About a year ago, Gov. Terry Branstad delivered a statement defending the shutdown of the Iowa Juvenile Home in Toledo. The home was under intense scrutiny after Disability Rights Iowa had reported that three girls had been locked in solitary confinement for several months, one being shut away for almost an entire year. The excessive force of restraint for the juveniles there prompted the shutdown by Branstad; yet no proper alternative was proposed for where residents should go instead.
To keep children off the path of delinquency, there has to be some measure to keep them out of prison and in more appropriate holdings such as juvenile detention centers.
Twenty-two states in the United States have passed laws to prevent juveniles from being tried as adults in court, but Iowa is not one of them. The state can prosecute children who are under 18 if officials deem it necessary.

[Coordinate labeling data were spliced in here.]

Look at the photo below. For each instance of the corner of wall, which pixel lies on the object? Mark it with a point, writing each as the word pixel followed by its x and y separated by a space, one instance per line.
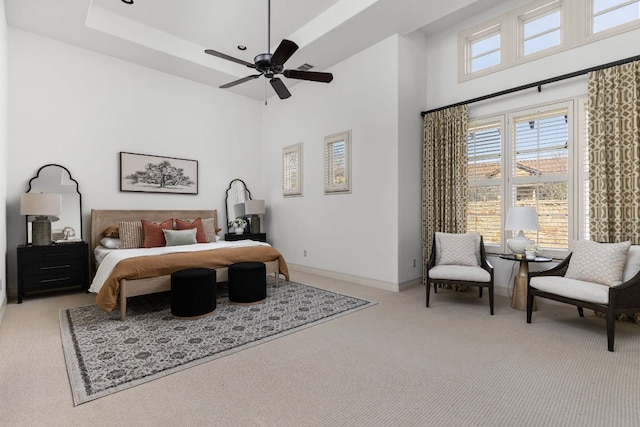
pixel 3 157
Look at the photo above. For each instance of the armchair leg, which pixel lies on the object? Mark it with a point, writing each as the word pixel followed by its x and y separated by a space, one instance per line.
pixel 611 330
pixel 428 291
pixel 490 298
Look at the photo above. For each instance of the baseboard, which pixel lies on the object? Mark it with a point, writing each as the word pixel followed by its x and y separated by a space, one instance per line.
pixel 359 280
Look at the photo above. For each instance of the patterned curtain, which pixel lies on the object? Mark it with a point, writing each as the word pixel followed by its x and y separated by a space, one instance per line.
pixel 614 157
pixel 444 176
pixel 614 154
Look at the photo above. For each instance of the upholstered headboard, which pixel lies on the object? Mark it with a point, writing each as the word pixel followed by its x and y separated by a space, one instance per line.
pixel 101 219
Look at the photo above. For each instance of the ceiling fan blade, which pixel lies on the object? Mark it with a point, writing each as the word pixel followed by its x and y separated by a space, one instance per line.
pixel 242 80
pixel 285 49
pixel 280 88
pixel 229 58
pixel 314 76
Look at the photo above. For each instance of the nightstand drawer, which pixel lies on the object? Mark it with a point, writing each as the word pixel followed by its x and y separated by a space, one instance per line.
pixel 59 279
pixel 38 255
pixel 52 267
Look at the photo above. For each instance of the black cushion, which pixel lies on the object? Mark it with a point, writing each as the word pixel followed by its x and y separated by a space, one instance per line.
pixel 193 292
pixel 247 282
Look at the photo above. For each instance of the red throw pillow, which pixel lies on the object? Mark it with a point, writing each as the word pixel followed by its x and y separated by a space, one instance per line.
pixel 153 235
pixel 201 237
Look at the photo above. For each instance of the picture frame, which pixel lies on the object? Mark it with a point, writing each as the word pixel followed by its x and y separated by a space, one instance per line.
pixel 146 173
pixel 337 163
pixel 292 170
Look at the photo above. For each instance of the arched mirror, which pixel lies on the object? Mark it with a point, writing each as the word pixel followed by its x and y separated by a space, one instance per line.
pixel 53 178
pixel 236 193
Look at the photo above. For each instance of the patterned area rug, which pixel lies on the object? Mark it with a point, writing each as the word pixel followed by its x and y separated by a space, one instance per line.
pixel 105 355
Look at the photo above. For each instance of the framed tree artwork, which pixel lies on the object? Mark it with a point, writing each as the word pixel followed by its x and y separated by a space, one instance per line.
pixel 292 170
pixel 337 163
pixel 156 174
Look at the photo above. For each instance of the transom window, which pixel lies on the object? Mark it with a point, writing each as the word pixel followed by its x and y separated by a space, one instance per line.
pixel 541 28
pixel 540 31
pixel 612 13
pixel 485 50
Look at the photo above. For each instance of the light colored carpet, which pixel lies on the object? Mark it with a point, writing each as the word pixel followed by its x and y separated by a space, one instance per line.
pixel 397 363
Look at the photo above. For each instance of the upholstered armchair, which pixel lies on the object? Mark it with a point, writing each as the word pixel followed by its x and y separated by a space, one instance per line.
pixel 603 277
pixel 459 259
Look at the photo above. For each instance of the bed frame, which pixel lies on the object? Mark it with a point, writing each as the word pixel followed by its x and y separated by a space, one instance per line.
pixel 101 219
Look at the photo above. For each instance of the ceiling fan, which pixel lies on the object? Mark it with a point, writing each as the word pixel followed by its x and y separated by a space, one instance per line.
pixel 271 64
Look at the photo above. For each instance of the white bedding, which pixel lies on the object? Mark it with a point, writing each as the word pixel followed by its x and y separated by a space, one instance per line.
pixel 111 257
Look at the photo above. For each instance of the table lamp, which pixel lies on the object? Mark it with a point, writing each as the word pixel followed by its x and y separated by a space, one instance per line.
pixel 43 207
pixel 521 218
pixel 254 208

It is imperative that the state of Iowa is more supportive and nurturing of its youth, whether they are delinquents or not. Failing to address the problems afflicting children who have committed crimes will only burden the state in the long term, but more importantly, it could negatively affect kids forever. Â
Whether the employees who served at the Iowa Juvenile Home had used excessive force is beside the point of the overall argument to have an institution for youths who have committed crimes.
More often than not, the children who are apt to commit crimes come from miserable environments and circumstances; being exposed to domestic abuse, child abuse, and illegal drug use, many of these children don’t stand a chance to succeed and turn their lives around. It is crucial that kids in Iowa have a place that can effectively address mental-health and educational concerns, in order to properly prepare them for life outside of a correctional facility.
If investments aren’t made by the state to keep funding a juvenile home, it is sad to say where these children end up instead. Essentially abandoning the youth means they are increasingly subject to being tried as legal adults, and that could eventually it lead to judges sentencing them to prison at ages as young as 16 years old.
The mistreatment of juveniles by the Toledo employees could have dealt with more effectively by the state. The solitary confinement used were incredibly dehumanizing, but just as debasing is the inaction of state officials in not developing a new strategy to better assist children in need of guidance.
It has been a year since the closing of the Iowa Juvenile Home, and still there have been no measures submitted by either Branstad or state officials to replace what was lost. The initial impact was relocating the 22 youths who resided there to either prisons or to juvenile centers out of the state.
The long-term effect is something that is both unknown and unsettling.
Behind every facility such as the one formerly in Toledo, there are success stories waiting to happen. The Daily Iowan Editorial Board believes that the state should create a new, proper alternative to the former Iowa Juvenile Home in Toledo so that children in the state have a chance to live positive lives out of negative circumstances.